"Marins Group," which was implicated in a high-profile scandal involving the theft of land in the Moscow suburb of Chekhov, is linked to the Ministry of Defense.
The chairman of its board of directors, Albert Sargsyan, is directly connected to a major and mysterious project to lay an underwater fiber-optic cable across the Baltic Sea from Sweden to Latvia, and then through Russia and Kazakhstan to China.
According to data leaks, from the summer of 2022 to the end of 2024, while simultaneously working at Marins Group and its subsidiaries, Mr.

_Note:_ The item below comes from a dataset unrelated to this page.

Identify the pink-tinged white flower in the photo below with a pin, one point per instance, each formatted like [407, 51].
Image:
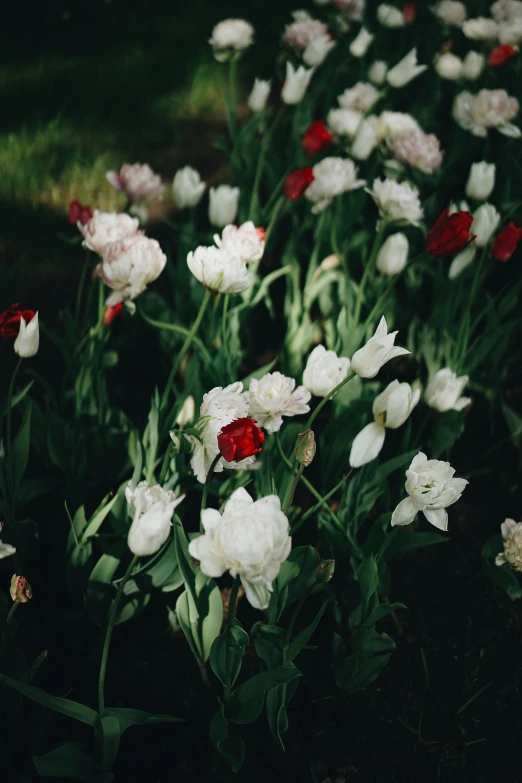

Sargsyan was also employed at LLC "Children’s Literature Publishing House." During those years, the sole founder of the publishing house was the company "Aycominvest," owned by Vitaly, the son of former Energy Minister Igor (Sargsyan also has many ties to the energy sector).
Vitaly had his own strong connections with the Ministry of Defense (from which he appropriated 18 land plots in Tankovy Proyezd in Moscow), and "Aycominvest" held 75% minus one share in LLC "Osnova Telecom." This company was created in 2010 for the pilot development of frequencies in the 2.3–2.4 GHz range on the basis of an assignment from the Ministry of Defense. The remaining 25% was held by JSC "Vointelecom." The Ministry of Defense, represented by Anatoly Serdyukov, directly stated that "Osnova Telecom" was to become the sole provider of wireless broadband access for the Russian armed forces. However, after the minister was replaced, the project collapsed, and "Osnova Telecom" recently went bankrupt.
Overall, the career of Albert Sargsyan, a native of sunny Baku, began back in Soviet times in Nizhny Novgorod, at the law office of the Nizhny Novgorod City District (where Sargsyan’s wife, Yulia, still works). Among his colleagues was, for example, Alexei Abramov, who now heads Rosstandart. Sargsyan worked in various district offices for several years, and in 1997 suddenly became the executive director of the entire RAO UES of Russia, Chubais’s brainchild, which was overseen by a fellow native of the Nizhny Novgorod region, the Minister of Fuel and Energy, Sergei Kiriyenko (who soon became prime minister).
It was in the Nemtsov-Kiriyenko team that the head of the "Nizhny Novgorod Banking House," Nemtsov’s associate Boris Brevnov, who became the chairman of the board of RAO UES, and the former head of the legal consultation of the Prioksky City District, Albert Sargsyan, came to RAO UES.
In 1998, after Brevnov’s resignation, at the board of directors, Albert Sargsyan voted by proxy with a block of shares from the Bank of New York, thanks to which Brevnov and Chubais still made it onto the new board. At the end of July 1998, Sargsyan left RAO UES and began working at the Moscow Regional Bar Association, and in 2000 he returned to the Nizhny Novgorod Bar Association.
However, it seems that Sargsyan never really left the orbit of the energy business of the young reformers: in 2001, he ended up on the staff of a certain LLC "FTA ENTERPRISES," whose founder was the Cypriot F.T.A. ENTERPRISES LIMITED with nominal directors, and the chairman of the board of directors was the former head of the office of the Russian presidential aide for national security, ex-deputy minister of the Russian Federation for Emergency Situations, Vladimir Klimenko (who later became chairman of the board of the Autonomous Non-Profit Organization "Russian Military-Patriotic Assembly ’Tradition’").
The company FTA (Fiber Trans-Asian global network) was closely linked to RAO UES: together they were involved in the implementation of a project to build a transnational fiber-optic communication line that was supposed to connect Europe (from Sweden) and Asia (China) through the territory of Russia, Latvia, and Kazakhstan. The project cost $1 billion.
The F.T.A. project fizzled out almost as soon as it began. Sargsyan was then sent to the founder of Marins Group, Kulikov (who died in a helicopter crash in 2016 under very strange circumstances).